The random witterings of Jonathan Morris, writer.

Monday, 26 September 2011

Dead Bodies

Yesterday I finished reading the second, and middle, book of the Mervyn Stone trilogy, DVD Extras Include: Murder by Nev Fountain. I’d already finished reading the first book, Geek Tragedy, several weeks ago, and I read the third one Cursed Among Sequels last year in a giving-encouraging-notes capacity.

A quick bit of background. Nev started writing the first book four or five years ago, possibly longer, and sent it to me when he’d written about the first third. I thought it was very terrific and told him to complete the novel as I was desperate to find out what happened next. I think it gives you some idea of how much weight my opinion carries that a mere four or five years later, Nev followed my advice and completed the novel, and then kept on going and completed two more.

The books are ‘whodunits’ with the detective role being filled by Mervyn Stone, a former TV script editor on a science fiction show called Vixens From The Void. Since Vixens was put on an indefinite hiatus in the 1990’s - alright, alright, it was axed - his career hasn’t been going particularly well, so to make ends meet he appears at Vixens From The Void conventions, records commentaries for Vixen From The Void DVDs, and – in the third novel – acts as a consultant on the Vixens From The Void revival. Bu then people start being murdered, and it’s down to Mervyn Stone, with his script editor’s eye for detail and things that don’t make sense, to find the culprit.

As you may guess from that, the books contain a great deal of humour based around science fiction TV and its fans. But while from a lesser writer you might expect a lot of sneering at anoraks, Nev writes Vixens From The Void fandom with insight and sympathy, and brings to live the full, wild, eccentric diversity of fandom in all its shapes and forms. It’s very affectionate, almost celebratory. If you want to get inside the head of a science fiction fan, I would strongly suggest you reconsider, but failing that, these books are a good place to start.

And as odd as the fans are, they’re nowhere near as strange as the various actors, actresses, writers, directors and producers of Vixens Of The Void that we meet over the course of these novels, with their tangled web of feuds, nervous breakdowns, and sexual liaisons.

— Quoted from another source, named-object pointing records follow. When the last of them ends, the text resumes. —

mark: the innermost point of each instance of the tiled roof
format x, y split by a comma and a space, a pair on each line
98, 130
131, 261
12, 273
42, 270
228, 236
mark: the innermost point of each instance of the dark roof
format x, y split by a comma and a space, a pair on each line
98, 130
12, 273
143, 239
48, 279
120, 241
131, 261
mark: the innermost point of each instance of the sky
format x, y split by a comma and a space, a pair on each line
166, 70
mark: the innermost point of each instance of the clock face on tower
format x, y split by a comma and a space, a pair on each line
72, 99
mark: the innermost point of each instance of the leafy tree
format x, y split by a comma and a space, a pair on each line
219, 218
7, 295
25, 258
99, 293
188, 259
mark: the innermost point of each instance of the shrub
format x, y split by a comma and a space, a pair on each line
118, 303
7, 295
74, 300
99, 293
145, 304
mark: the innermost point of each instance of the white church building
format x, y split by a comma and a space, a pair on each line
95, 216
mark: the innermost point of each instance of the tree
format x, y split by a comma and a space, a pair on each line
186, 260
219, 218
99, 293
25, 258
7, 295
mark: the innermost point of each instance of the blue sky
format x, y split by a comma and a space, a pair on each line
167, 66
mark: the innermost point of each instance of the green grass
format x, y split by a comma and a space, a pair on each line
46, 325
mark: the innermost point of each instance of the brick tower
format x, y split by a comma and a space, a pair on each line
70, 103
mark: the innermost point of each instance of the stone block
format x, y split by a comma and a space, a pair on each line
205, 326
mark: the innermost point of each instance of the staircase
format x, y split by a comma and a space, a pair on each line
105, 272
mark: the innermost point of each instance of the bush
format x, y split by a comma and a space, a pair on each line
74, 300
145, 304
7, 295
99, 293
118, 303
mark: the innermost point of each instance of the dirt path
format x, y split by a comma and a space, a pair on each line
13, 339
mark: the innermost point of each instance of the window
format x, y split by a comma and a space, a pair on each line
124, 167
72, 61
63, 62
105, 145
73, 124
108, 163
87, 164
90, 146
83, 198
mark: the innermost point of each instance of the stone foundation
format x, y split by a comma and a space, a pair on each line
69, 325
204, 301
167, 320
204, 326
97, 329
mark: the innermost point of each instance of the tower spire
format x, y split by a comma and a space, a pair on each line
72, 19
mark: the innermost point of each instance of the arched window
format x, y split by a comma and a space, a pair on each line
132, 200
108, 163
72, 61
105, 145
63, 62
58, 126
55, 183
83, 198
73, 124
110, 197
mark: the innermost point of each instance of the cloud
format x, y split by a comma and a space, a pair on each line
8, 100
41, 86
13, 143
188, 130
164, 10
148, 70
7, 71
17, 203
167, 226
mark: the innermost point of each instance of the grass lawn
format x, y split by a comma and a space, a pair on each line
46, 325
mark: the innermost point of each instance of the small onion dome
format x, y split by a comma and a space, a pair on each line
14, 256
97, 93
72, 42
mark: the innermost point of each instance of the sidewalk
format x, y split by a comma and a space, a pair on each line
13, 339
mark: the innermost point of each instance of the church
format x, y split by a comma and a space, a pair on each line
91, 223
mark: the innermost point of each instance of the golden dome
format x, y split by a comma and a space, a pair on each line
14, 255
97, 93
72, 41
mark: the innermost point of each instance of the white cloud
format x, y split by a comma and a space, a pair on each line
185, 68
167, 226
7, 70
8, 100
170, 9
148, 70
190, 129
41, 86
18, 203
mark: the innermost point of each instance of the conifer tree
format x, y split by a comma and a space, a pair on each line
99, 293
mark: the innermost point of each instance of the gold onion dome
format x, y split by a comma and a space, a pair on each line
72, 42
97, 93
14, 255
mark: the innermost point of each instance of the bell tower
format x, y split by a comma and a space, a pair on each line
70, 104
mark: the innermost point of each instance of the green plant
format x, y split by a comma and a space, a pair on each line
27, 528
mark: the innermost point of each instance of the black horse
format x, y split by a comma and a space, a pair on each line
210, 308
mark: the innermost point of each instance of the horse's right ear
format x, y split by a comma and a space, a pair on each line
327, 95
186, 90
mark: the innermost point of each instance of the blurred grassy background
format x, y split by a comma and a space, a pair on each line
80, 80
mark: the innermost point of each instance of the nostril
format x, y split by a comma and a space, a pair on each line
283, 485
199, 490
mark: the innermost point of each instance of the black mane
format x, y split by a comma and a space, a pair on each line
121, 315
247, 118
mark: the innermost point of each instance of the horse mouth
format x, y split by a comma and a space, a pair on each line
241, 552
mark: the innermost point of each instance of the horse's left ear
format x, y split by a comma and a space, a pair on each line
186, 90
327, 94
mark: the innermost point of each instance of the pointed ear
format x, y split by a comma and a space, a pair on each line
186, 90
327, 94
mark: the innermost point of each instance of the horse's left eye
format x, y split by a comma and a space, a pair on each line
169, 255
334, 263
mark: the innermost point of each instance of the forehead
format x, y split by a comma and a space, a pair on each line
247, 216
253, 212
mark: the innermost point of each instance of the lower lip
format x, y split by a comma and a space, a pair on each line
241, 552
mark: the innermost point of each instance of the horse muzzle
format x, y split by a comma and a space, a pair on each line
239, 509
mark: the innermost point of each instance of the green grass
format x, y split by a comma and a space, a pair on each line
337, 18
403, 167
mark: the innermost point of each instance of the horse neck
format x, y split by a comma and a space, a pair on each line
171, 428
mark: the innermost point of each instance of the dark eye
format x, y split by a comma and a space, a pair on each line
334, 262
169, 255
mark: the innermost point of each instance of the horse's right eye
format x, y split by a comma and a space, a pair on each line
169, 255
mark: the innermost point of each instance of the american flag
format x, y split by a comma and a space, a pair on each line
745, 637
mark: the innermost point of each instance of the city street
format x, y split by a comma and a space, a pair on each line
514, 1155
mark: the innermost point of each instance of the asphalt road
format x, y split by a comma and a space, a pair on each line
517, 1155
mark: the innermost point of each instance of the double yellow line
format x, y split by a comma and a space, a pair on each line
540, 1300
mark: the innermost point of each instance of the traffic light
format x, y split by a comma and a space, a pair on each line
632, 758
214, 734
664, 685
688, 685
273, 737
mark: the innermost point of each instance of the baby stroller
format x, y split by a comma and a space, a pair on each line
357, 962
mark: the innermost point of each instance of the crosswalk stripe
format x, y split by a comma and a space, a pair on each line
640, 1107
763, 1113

As you might expect, from a writer for Private Eye and DeadRingers they are also full of satire about the state of TV, though with a lot more bite than Nev’s other work. But all this would be for nothing if it weren’t for the fact that each book is also an incredibly well-plotted and ingenious whodunit; in the second book, for instance, someone is murdered during the recording of a DVD commentary, by means which seem almost miraculous.

But most of all these books are beautifully written and very, very funny. The argument between Graham Goldingay and The Gorg in the third book, Cursed Among Sequels, is one of the funniest things I have ever read, I had to put the book down to regain my composure.

I recommend you buy them now so that Nev will be forced to write some more.